Glycolysis: The First Stage

• Glycolysis is the first stage in cellular respiration; the breakdown of glucose
• It is a 10-step process that splits the 6-carbon molecule of glucose in half, forming two 3-carbon molecules called pyruvate
• Glycolysis occurs in the cytoplasm and is anaerobic, meaning it doesn't require oxygen
• Glycolysis produces a net of 2 ATP and 2 NADH
• One glucose molecule yields two pyruvate molecules and 4 ATP, but nets only 2 ATP because two are used

Decision Time: Aerobic vs.

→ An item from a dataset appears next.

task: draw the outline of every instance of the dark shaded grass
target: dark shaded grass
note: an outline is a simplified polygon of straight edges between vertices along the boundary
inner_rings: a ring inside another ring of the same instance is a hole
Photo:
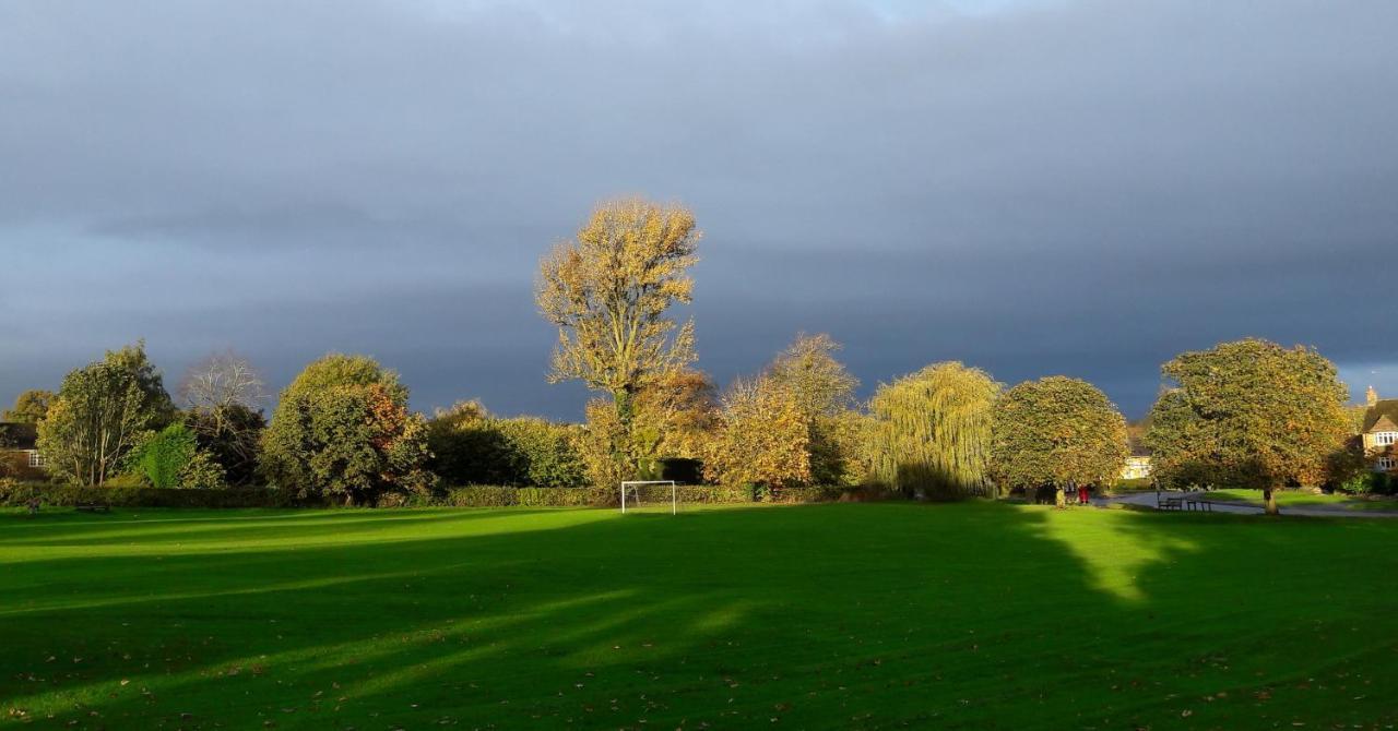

Anaerobic Respiration

• After glycolysis, the cell decides whether to proceed with aerobic or anaerobic respiration
• If oxygen is present, the cell undergoes aerobic respiration, a two-step process to obtain energy
• If oxygen is absent, the cell undergoes anaerobic respiration, a.k.a. fermentation

Aerobic Respiration

• Oxygen is available

Citric Acid Cycle (Krebs Cycle): 1st Step Details

• The citric acid cycle's purpose is to make electron carriers, NADH and FADH2, to move on to the ETC
• The location is in the mitochondrial matrix
• Process: Involves 8 steps of chemical reactions where 2 pyruvate molecules from glycolysis are chemically converted to make 2 ATP (along with some NADH and FADH2
• Pyruvate from glycolysis are converted into acetyl-CoA for the Citric Acid Cycle
• NAD+ and FAD become NADH and FADH₂ to carry e- into the final step
• The cycle happens twice, each time, one pyruvate yields 4 NADH, 1 ATP, 1 FADH2, and 3 CO2

Citric Acid Cycle Total

• 8 NADH, 2 ATP, 2 FADH2 and 6 CO2 are produced in the citric acid cycle

Electron Transport Chain: 2nd Step

• The electron transport chain (oxidative phosphorylation and chemiosmosis) is the second step in aerobic respiration
• Chemiosmosis combines electron transport to ATP synthesis
• This occurs in the inner membrane of the mitochondria (cristae)
• Process: It features a series of reactions using electrons and hydrogens carried by NADH and FADH2 formed during the Krebs Cycle
• The enzyme ATP synthase helps to assemble ATP
• Oxygen serves as the final electron acceptor and combines with electrons and H+ to make water
• The electron transport chain produces 34 ATP and H2O

Anaerobic Respiration (Fermentation)

• Oxygen is unavailable
• In the absence of oxygen, a cell goes through anaerobic respiration, known as fermentation
• There are two main types of fermentation: lactic acid fermentation and alcohol fermentation

Lactic Acid Fermentation

• Lactic acid fermentation occurs in some bacteria and animal cells, like muscle cells
• Pyruvate from glycolysis is converted into lactic acid and 2 ATP

Alcohol Fermentation

• Alcohol fermentation occurs in yeast when oxygen is unavailable
• Pyruvate from glycolysis is broken down into alcohol, CO2, and 2 ATP

ATP Production: Aerobic vs Anaerobic Respiration

• Aerobic respiration produces 36-38 ATP:
  • 2 ATP from Glycolysis
  • 2 ATP from Krebs Cycle
  • 34 ATP from Electron Transport Chain
• Anaerobic Respiration = 2-4 ATP

Description

An overview of cellular respiration, focusing on how living cells analyze relationships between structures and functions. The respiration and photosynthesis cycle and the flow of energy within the cell are also described. It also explains the chemical equation, structure of mitochondria and glycolysis.